I was one of the many mourners who were sad to see the end of much-acclaimed series Downton Abbey. Over the years I had formed a relationship with the many characters, both above and below stairs. I had empathised with their dilemmas and breathed a sigh of relief as things finally fell into place.
When I heard that Julian Fellowes was finalising Belgravia ready for publication, I was very excited, and even signed on initially for the trial period of having the first of the eleven chapters sent via an email link which could then be listened to with the accompaniment of visual and written information provided by a special app you could download.
But I am a woman who much prefers a book in her hands, so when my review copy finally arrived from Hachette I was completely taken by the sumptuous dark blue and gold cover – it is stunning, but more joy was to be found inside.
I quickly reacquainted myself with the first chapter and, within an astounding 24 hour period, had read the lot. Why? I just simply could not put Belgravia down.
The opening chapter features a ball given in 1815 Brussels the night before the famous battle of Waterloo when many brave English soldiers lost their lives. We are introduced to the main characters, young Sophia Trenchard, the beautiful but wilful daughter of the garrison victualler, James Trenchard, who is given an invitation by her lover Edmund Bellasis to attend the ball given by his aunt the Duchess of Richmond. Sophia’s mother Anne Trenchard has not the same social pretensions as her husband and daughter and attends reluctantly. Edmund and Sophia dance together all night.
During the ball, word comes that the military personnel attending must go to battle. Many die in the famous battle of Waterloo. Young Lord Bellasis is one of the casualties. The chapter closes with the family back in London and a heartbroken Sophia receiving news of her lover’s death.
It is now 1841 and James Trenchard has become a famous builder along with the Cubitt brothers. The area of Belgravia has been built in very grand style.
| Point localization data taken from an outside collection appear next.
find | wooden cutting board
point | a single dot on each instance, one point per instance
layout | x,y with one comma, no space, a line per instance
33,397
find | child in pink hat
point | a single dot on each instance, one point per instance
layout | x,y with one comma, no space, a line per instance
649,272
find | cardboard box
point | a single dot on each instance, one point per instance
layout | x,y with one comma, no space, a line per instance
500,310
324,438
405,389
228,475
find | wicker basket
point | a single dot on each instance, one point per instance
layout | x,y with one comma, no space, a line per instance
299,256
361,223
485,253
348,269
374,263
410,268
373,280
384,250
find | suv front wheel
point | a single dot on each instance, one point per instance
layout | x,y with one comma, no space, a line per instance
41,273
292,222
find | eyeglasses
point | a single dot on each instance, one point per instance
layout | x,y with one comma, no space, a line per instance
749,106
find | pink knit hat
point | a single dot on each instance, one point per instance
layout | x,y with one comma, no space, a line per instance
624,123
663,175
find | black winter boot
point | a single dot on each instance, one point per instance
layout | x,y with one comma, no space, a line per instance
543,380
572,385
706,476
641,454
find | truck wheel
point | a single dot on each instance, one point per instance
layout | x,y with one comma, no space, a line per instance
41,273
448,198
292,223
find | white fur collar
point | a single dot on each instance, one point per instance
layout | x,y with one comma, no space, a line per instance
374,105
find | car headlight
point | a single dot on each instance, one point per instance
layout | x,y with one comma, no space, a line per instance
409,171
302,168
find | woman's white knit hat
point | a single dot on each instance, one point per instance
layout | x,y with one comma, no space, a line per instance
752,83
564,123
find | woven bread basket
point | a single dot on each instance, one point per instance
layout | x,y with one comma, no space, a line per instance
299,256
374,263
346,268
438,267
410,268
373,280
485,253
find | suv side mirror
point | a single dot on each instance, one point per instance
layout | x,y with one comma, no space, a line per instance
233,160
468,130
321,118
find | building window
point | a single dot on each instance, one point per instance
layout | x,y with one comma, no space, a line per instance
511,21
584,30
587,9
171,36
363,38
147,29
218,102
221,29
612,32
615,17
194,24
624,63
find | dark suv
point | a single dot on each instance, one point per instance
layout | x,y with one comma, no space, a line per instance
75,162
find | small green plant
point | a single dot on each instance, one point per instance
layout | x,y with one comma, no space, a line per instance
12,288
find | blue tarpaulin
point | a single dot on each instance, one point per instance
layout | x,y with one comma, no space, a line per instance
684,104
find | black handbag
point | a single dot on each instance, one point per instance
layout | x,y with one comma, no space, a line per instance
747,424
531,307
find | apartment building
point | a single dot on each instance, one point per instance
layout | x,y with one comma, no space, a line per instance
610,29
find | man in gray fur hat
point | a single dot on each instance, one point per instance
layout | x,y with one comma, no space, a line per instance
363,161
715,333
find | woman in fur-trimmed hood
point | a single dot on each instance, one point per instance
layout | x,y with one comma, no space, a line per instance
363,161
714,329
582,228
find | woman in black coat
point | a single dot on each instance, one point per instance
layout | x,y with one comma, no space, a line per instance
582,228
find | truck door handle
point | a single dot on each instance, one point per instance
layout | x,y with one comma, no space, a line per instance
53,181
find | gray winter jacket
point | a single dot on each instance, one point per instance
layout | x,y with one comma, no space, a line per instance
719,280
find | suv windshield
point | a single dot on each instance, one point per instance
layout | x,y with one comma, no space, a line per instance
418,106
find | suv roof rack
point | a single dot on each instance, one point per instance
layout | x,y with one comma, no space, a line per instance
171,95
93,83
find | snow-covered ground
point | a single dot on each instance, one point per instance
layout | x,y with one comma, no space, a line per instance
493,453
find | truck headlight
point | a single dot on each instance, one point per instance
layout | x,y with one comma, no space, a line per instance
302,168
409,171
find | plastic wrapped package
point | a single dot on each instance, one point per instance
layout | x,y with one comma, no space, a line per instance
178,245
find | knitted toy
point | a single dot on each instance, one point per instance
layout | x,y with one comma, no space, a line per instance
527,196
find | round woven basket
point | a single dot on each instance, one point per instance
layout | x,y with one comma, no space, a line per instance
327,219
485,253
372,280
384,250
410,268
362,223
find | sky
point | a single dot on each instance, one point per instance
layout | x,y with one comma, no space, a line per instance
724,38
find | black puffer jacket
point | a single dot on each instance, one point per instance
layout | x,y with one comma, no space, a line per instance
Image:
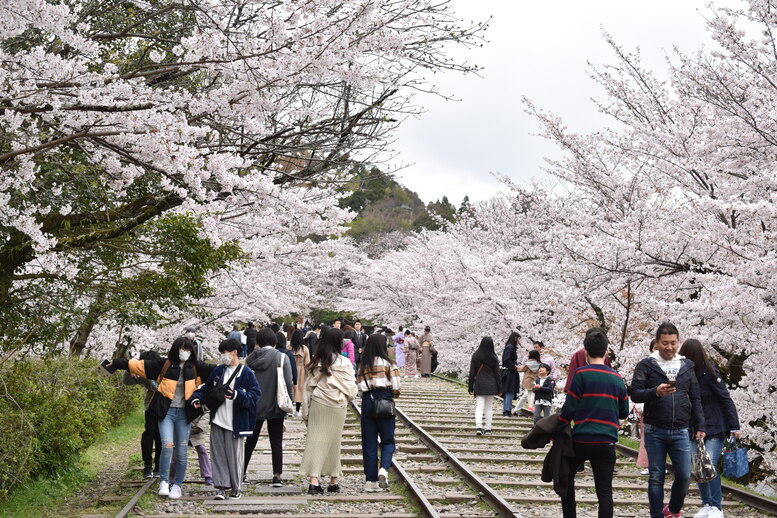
511,380
485,381
682,409
720,414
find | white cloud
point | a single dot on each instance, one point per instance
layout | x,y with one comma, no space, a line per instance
540,50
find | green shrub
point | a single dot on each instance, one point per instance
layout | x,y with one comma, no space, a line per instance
52,410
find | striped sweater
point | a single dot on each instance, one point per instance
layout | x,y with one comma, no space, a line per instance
382,374
596,402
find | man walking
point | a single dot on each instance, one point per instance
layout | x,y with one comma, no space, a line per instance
359,340
596,402
665,382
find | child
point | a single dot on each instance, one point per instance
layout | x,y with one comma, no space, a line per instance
529,367
543,392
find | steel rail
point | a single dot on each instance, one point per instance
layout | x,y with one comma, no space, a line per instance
127,509
487,494
755,500
427,509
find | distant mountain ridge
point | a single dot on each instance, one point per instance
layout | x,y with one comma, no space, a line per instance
385,206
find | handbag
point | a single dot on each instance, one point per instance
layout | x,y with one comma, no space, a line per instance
217,395
634,416
383,408
283,399
734,460
703,469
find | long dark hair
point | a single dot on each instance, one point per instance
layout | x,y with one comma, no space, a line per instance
181,343
331,344
265,337
374,348
694,351
280,341
513,339
297,339
485,352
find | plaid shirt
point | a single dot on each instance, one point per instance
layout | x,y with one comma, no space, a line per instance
381,375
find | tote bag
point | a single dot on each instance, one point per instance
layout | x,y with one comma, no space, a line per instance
703,470
734,460
284,401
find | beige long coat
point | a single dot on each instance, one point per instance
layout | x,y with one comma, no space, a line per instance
303,358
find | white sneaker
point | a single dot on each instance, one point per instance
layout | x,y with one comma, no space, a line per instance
175,492
383,478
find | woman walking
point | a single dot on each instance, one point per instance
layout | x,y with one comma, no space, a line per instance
485,382
330,385
530,367
302,358
378,379
511,375
427,344
411,355
178,376
232,420
265,362
720,418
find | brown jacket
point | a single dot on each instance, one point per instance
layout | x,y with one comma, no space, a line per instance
303,358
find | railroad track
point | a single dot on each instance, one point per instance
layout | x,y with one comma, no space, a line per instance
442,469
449,419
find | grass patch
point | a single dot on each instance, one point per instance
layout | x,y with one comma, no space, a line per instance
46,496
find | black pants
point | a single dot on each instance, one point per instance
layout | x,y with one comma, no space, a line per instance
275,430
150,441
602,458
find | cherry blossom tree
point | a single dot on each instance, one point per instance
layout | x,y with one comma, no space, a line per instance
668,214
113,114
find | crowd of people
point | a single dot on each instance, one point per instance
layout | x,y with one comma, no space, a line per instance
677,392
267,374
270,373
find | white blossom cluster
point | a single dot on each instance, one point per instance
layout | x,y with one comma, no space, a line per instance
670,214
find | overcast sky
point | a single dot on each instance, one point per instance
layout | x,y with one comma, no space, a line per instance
539,50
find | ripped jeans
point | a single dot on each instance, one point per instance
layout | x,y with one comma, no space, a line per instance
174,426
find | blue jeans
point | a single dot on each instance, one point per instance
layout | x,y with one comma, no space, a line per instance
508,405
372,429
677,444
710,491
174,431
602,458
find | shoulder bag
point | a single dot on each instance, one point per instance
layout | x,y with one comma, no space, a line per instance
383,408
734,460
217,395
283,399
703,469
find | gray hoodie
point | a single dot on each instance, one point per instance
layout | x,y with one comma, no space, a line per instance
265,362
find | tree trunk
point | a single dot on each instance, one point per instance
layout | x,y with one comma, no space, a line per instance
78,342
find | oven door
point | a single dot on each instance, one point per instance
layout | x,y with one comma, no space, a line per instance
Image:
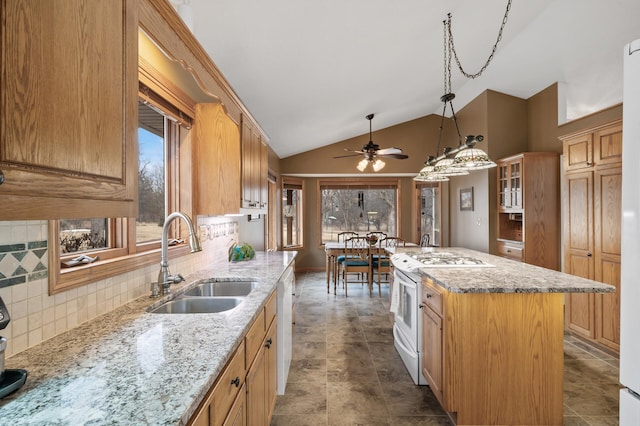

He is now rich but is still not socially acceptable. His wife, the sensible Anne Trenchard, meets by accident at a Belgravia social gathering the mother of the deceased Edmund Bellasis, Lady Caroline Brockenhurst. The women are cool with each other, Lady Caroline aware that Anne Trenchard, although rich is not of the aristocracy. She is also aware that Anne’s daughter Sophia had a relationship with her precious son Edmund before his death.
The further nine chapters of the full eleven chapters gallop along at a fast pace as family tensions are revealed. A secret comes to light and is shared with only a few, but I will say no more here. Mr and Mrs Trenchard also have a son called Oliver who is a disappointment to his family.
Married to the avaricious Susan, Oliver is not inclined to work hard like the father he despises, but would rather be a man of leisure. Lady Caroline Brockenhurst has no other children, but her husband’s younger brother Stephen and his wife Grace have a son called John Bellasis who will eventually become Lord Peregrine Brockenhurst’s heir. However, his lifestyle is fast and licentious, and like his father, he is only waiting in the wings for his chance to live his profligate lifestyle as he chooses, without coming begging cap in hand to his uncle. He is engaged to the beautiful but impoverished heiress Lady Maria Grey who must marry according to her grasping mother, for money. Lady Maria is beautiful and intelligent, but there seems to be little regard for each other between the young couple.
Against this backdrop, we are introduced to an enigmatic but interesting young merchant, Charles Pope. Lady Brockenhurst immediately takes him under her wing and introduces him to society, but those around cannot understand why this ordinary young man should be so important to her. Tension builds as the servants of both households reveal their own personal agendas fuelled by grudges and greed.
I will not say more about the plot or the characters, as I know that this is something you will want to discover for yourself. I will say, that in my opinion, Julian Fellowes has done what he does best – bought alive Victorian London society, both rich and poor, the privileged and the social climbers. There is greed, lust, revenge and secrets aplenty, all hidden nicely under the genteel cloak of respectability.
I absolutely loved this book. All eleven chapters totally captivated me and I kept thinking I will just read one more and then go and do other things, but I didn’t. It’s a page turner, intelligently plotted, well-researched, historically accurate (as far as I can tell) and is just a totally absorbing read.
Belgravia, by Julian Fellowes, published by Hachette Australia is available from Dymocks.